Code Comments
Programming Forum and web based access to our favorite programming groups.Is there an easy / elegant way to read from a file, then process the stream with a set of filters and pipe back to the same file? For example: Let's say I have a file B C D and I want to add an A at the top to get a A B C D I'd like to do: ( echo "A" ; cat t ) > t but that spews an"cat: t: input file is output file" This is a trivial toy example but I find myself running into this sort of situation every so often. I can always work-around by using a temp file but I'm just wondering if I'm missing an obvious metaphor... -- Rahul
Post Follow-up to this messageRahul wrote: > I'd like to do: > ( echo "A" ; cat t ) > t > > but that spews an"cat: t: input file is output file" > > This is a trivial toy example but I find myself running into this sort > of situation every so often. I can always work-around by using a temp > file but I'm just wondering if I'm missing an obvious metaphor... There is a recent post where a similar question was asked (subject: "shell script replacing original file").

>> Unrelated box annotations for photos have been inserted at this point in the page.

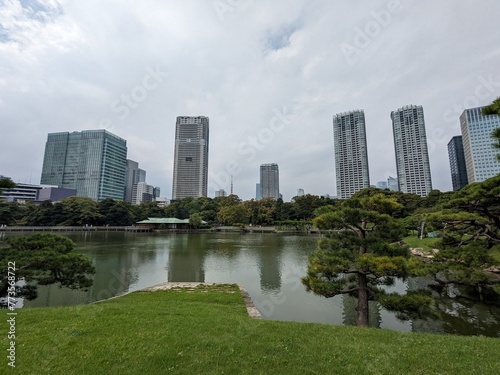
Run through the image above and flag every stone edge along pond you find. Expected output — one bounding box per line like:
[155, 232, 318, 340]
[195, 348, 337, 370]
[92, 282, 262, 319]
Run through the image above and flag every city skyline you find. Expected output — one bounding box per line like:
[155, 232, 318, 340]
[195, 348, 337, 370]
[391, 105, 432, 197]
[333, 110, 370, 199]
[448, 135, 469, 191]
[172, 116, 210, 200]
[0, 0, 500, 200]
[258, 163, 280, 199]
[460, 107, 500, 183]
[40, 130, 127, 201]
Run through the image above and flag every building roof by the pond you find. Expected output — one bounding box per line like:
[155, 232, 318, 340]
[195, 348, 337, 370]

See the discussion there. In short, from what I understand, it's generally unsafe since programs in a pipeline are executed in parallel, and you don't have any guarantee that the file will be completely read before the redirection starts writing to it (especially if it's a large file), and thus what you want can't be done (without using a temporary file), but read that thread for the details. -- All the commands are tested with bash and GNU tools, so they may use nonstandard features. I try to mention when something is nonstandard (if I'm aware of that), but I may miss something. Corrections are welcome.
Post Follow-up to this messageOn Tue, 01 Apr 2008 21:40:20 +0200, pk wrote:
> Rahul wrote:
>
>
> There is a recent post where a similar question was asked (subject:
> "shell script replacing original file"). See the discussion there. In
> short, from what I understand, it's generally unsafe since programs in a
> pipeline are executed in parallel, and you don't have any guarantee that
> the file will be completely read before the redirection starts writing
> to it (especially if it's a large file), and thus what you want can't be
> done (without using a temporary file), but read that thread for the
> details.
It can be done, the usual reason why it isn't done is that if the
operation is interrupted you are not in a good position to recover.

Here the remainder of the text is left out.